C’étaient vraiment deux semaines très belles. Une tournée est toujours une expérience forte et plus particulièrement en Asie, au Japon. Le public est extrêmement respectueux dans sa manière d’aborder les concerts : un soir, après les dernières notes du Poème d’Ernest Chausson, il y a eu un silence méditatif qui s’est prolongé pendant une minute au moins. Les gens n’ont absolument pas applaudi, on est tous restés avec la musique, tout là-haut… C’était un moment très fort.

Parmi le programme de cette tournée consacrée à la musique française, il y avait Tzigane, de Ravel, que vous n’avez encore jamais enregistré…

J’aimerais le faire, un jour… À chaque fois, au début de cette œuvre, j’imagine un gitan qui n’a pas une vie facile, qui doit s’occuper de sa famille, qui vit dans des conditions presque improbables. Il porte un sac sur le dos et il commence un voyage. Il y a ensuite dans l’œuvre un humour qu’on retrouve vraiment chez les gitans, des choses qui peuvent sembler incroyables mais qui sont une vérité profonde !

Nemanja Radulovic © Marie Staggat | Deutsche Grammophon
Nemanja Radulovic
© Marie Staggat | Deutsche Grammophon

Quand vous jouez, vous avez donc des histoires qui défilent dans votre tête… Voilà qui rejoint le titre de votre prochain album, Baïka [« conte » en serbe].

C’est vrai que j’essaie toujours de trouver une histoire pour raconter une œuvre, ce ne sont pas seulement des notes. J’imagine différentes choses, en m’inspirant de ce que j’entends de l’orchestre, de l’atmosphère de la salle… [Une moto fait rugir bruyamment son moteur à quelques mètres, il réagit aussitôt] Voilà, parfois cela aussi peut m’inspirer ! Dans le concerto de Khachaturian, dans le troisième mouvement, il y a plusieurs pages où le violon ne s’arrête jamais.
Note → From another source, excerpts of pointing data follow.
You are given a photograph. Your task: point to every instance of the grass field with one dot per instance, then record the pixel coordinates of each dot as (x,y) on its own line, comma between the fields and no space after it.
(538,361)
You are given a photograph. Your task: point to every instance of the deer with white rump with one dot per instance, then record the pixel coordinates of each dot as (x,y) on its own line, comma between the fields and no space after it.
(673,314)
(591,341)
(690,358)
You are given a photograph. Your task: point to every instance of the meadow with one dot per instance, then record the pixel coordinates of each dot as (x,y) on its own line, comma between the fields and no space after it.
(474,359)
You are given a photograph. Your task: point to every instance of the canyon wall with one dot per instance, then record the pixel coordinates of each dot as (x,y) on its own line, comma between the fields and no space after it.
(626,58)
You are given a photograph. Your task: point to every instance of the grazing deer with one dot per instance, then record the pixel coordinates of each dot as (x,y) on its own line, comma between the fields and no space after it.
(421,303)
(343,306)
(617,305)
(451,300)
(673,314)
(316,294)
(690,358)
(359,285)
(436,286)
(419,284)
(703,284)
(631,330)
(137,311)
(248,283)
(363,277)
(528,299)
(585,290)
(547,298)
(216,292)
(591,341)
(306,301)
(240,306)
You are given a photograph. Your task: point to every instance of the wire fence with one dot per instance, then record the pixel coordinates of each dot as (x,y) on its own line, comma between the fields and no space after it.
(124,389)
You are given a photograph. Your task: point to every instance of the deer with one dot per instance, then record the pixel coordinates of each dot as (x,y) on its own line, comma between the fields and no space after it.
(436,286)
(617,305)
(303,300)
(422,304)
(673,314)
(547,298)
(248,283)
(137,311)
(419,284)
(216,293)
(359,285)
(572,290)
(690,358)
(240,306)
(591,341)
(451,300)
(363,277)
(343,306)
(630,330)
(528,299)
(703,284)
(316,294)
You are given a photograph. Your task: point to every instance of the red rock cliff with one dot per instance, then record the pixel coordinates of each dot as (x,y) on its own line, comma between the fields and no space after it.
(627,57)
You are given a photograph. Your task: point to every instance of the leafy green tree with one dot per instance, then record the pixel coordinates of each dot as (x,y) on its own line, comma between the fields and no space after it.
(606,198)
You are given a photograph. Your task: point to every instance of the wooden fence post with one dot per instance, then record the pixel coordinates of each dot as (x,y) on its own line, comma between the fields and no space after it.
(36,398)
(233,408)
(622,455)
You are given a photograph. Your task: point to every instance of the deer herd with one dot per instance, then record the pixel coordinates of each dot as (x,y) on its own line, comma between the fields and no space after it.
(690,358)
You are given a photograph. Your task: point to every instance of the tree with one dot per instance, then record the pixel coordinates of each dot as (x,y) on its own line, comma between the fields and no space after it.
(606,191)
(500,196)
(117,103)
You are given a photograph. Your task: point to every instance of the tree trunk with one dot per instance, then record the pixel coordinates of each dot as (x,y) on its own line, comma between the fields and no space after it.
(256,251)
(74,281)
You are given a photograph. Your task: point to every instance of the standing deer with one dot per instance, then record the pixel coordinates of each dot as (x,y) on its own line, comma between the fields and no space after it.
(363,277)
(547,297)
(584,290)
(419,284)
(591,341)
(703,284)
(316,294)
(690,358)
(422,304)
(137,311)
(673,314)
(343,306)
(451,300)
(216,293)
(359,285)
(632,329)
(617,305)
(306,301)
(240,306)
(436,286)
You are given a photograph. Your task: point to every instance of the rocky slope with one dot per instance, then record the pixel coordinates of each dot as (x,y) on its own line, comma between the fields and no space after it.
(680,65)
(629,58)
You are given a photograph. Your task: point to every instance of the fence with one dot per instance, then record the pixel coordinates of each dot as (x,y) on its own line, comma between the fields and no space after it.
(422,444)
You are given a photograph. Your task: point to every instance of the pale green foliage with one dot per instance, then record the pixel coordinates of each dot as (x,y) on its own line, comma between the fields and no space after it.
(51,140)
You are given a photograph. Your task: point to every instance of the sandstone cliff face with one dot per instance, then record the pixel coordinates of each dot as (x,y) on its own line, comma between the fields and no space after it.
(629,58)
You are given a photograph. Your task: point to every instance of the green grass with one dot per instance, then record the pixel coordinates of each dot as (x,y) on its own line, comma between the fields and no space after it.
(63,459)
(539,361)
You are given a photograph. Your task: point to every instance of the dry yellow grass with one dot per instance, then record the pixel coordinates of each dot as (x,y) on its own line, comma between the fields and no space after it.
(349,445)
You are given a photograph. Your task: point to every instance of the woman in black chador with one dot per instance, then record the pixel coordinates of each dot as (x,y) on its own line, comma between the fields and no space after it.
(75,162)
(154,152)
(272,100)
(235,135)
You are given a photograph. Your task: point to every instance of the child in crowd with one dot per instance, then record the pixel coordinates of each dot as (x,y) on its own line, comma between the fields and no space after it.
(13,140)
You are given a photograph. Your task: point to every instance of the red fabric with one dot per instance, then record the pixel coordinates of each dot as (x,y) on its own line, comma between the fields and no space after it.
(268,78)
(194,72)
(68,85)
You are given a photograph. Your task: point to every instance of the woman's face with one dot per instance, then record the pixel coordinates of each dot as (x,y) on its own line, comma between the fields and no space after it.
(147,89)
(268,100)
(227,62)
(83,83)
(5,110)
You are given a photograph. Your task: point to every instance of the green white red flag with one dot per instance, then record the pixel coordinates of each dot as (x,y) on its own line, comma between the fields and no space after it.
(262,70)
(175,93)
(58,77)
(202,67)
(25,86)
Il faut être extrêmement concentré du début à la fin, savoir exactement où ralentir et doser l’accélération ensuite… C’est une vraie course de Formule 1 ! Si notre esprit part ailleurs, même pour un millième de seconde, on perd le fil, cela peut devenir dangereux.

Dans Baïka, il y a des histoires qui s’imposent d’elles-mêmes, notamment dans Shéhérazade de Rimsky-Korsakov. Mais le concerto et le trio de Khachaturian proposent également beaucoup d’images, d’imagination. Le deuxième mouvement du concerto était d’ailleurs à l’origine une musique de film. Et Khachaturian va puiser dans des musiques traditionnelles d’Arménie, qui ont beaucoup de caractère. Sur cet album, on a donc un pied dans l’Orient réel et l’autre dans un Orient imaginaire.

 

Votre Shéhérazade est une version arrangée par Aleksandar Sedlar. Ce mélange entre concertos du répertoire et transcriptions personnalisées se retrouve dans vos trois derniers disques. Peut-on dire que vous avez trouvé « la » formule qui vous correspond ?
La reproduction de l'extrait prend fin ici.